Affaire Bétharram : silences complices19/02/20252025Journal/medias/journalnumero/images/2025/02/une_2951-c.jpg.445x577_q85_box-0%2C7%2C1262%2C1644_crop_detail.jpg

Leur société

Affaire Bétharram : silences complices

Le Premier ministre Bayrou est mis en cause pour son attitude face aux violences physiques et sexuelles subies par les élèves au collège- lycée Notre-Dame de Bétharram.

Une enquête de Mediapart reproche à Bayrou d’avoir couvert ces abus lorsqu’il était ministre de l’Éducation de 1993 à 1997 et président du conseil général des Pyrénées-Atlantiques jusqu’en 2001.

Réputé pour sa discipline stricte et son internat, le collège-lycée privé catholique de Bétharram, près de Pau, scolarise des fils de notables ainsi que des enfants dans des situations sociales plus précaires. Mais, depuis 2024, rompant des décennies de silence, 114 victimes ont saisi la justice. Leurs témoignages révèlent un climat de terreur basé sur des violences physiques et psychologiques permanentes à l’égard des élèves, ainsi que des violences sexuelles et des viols qui ont duré des années 1950 jusqu’en 2010 au moins. Ce système était organisé par des religieux et des laïcs qui avaient accès aux dossiers des enfants et s’attaquaient aux plus faibles, orphelins ou enfants en difficulté.

Pourtant, dès 1996, un surveillant général fut condamné à une amende de 5 000 francs pour une gifle ayant entraîné la perte de 40 % de l’audition d’un élève, mais il ne fut jamais sanctionné par l’institution. À la même époque, la presse publiait des descriptions des châtiments corporels infligés : coups, punitions en sous-vêtements par 0 °C, humiliations publiques.

Bayrou, alors ministre de l’Éducation, avait un lien personnel avec l’établissement : sa femme y enseignait le catéchisme et un de ses fils y était scolarisé, dans la classe même de l’élève giflé. Alors que le journal La Croix titrait en avril 1996 « Un collège mis en cause pour mauvais traitement », Bayrou se rendait en visite officielle à Bétharram un mois plus tard et évoquait un « sentiment d’injustice » face aux attaques contre l’établissement.

D’ailleurs, selon Mediapart, Bayrou et l’avocat de l’établissement se connaissaient bien : ce dernier avait été candidat pour le parti de Bayrou aux élections cantonales une dizaine d’années auparavant. En fait, tout un milieu de notables locaux, pour beaucoup catholiques et conservateurs, s’était organisé alors pour défendre le collège via des comités de soutien, du Sud- Ouest jusqu’à Paris. Cela avait permis d’étouffer l’affaire malgré d’autres signalements.

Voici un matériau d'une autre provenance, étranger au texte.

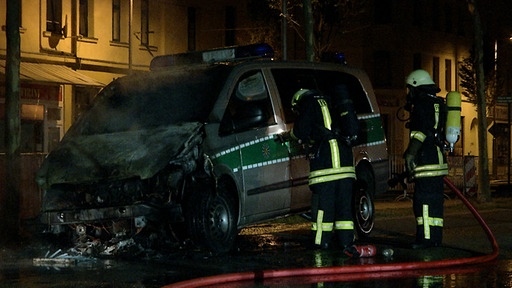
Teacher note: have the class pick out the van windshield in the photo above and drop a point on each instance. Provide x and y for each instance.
(153, 99)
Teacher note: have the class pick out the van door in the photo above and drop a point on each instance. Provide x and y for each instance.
(264, 163)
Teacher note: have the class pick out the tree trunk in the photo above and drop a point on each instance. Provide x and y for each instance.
(308, 30)
(10, 204)
(484, 190)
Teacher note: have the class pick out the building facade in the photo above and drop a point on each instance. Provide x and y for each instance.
(91, 42)
(71, 49)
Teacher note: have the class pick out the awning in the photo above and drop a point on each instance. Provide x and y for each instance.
(50, 73)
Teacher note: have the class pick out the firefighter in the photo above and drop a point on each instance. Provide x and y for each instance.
(332, 169)
(425, 162)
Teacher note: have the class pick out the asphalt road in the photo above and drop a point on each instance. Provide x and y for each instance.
(283, 245)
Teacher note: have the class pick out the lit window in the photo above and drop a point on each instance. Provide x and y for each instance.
(54, 16)
(144, 23)
(116, 20)
(84, 18)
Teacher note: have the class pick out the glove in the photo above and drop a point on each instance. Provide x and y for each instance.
(410, 156)
(283, 137)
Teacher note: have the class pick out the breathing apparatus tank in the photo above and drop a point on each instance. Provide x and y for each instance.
(452, 130)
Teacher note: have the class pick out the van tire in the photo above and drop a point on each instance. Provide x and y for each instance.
(364, 210)
(212, 222)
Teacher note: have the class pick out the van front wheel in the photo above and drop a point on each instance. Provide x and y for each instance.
(363, 211)
(213, 223)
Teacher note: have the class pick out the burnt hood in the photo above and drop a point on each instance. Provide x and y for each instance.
(121, 155)
(135, 126)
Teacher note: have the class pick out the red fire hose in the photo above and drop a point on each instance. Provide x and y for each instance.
(356, 272)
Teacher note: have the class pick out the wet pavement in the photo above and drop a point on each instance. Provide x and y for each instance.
(282, 246)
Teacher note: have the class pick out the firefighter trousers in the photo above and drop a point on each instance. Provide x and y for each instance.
(332, 213)
(428, 206)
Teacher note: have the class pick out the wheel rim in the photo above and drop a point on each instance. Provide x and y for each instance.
(219, 219)
(365, 213)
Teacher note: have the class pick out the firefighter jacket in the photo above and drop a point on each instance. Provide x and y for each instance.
(329, 160)
(426, 126)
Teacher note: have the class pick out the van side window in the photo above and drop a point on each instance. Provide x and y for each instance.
(249, 106)
(288, 81)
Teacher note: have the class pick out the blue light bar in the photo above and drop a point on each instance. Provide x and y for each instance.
(335, 57)
(228, 54)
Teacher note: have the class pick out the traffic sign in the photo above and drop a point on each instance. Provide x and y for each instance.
(504, 99)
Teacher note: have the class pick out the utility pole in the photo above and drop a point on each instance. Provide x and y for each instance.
(484, 189)
(10, 204)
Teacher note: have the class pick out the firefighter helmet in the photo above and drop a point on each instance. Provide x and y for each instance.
(297, 97)
(418, 78)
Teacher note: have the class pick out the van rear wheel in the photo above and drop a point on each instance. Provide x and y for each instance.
(364, 211)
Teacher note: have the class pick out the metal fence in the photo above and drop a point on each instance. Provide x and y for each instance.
(461, 171)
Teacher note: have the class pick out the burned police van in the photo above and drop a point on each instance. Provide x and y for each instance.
(188, 150)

En 1998, le directeur-prêtre était mis en examen pour viol et agression sexuelle sur mineur de moins de 15 ans. Remis en liberté après deux semaines de détention provisoire et autorisé à quitter la France, à la surprise du juge d’instruction, il rejoignit le Vatican. Un an et demi plus tard, mis en cause par deux autres élèves, il se suicidait, entraînant la clôture de l’enquête. Bayrou nie aujourd’hui avoir même été au courant. Pourtant, le juge d’instruction de l’époque affirme qu’il est venu lui parler, et le gendarme chargé de l’enquête qu’il est intervenu auprès du procureur. Tous deux s’étonnent encore que l’accusé ait été libéré, contrairement à ce qui se passe dans les affaires semblables.

À Bétharram comme ailleurs, les institutions religieuses, les notables locaux, la « bonne société » catholique, les politiciens conservateurs, tous ces prétendus défenseurs de la famille qui disent se soucier des enfants se révèlent avant tout des défenseurs de leur milieu et permettent ainsi à la violence contre les enfants de perdurer.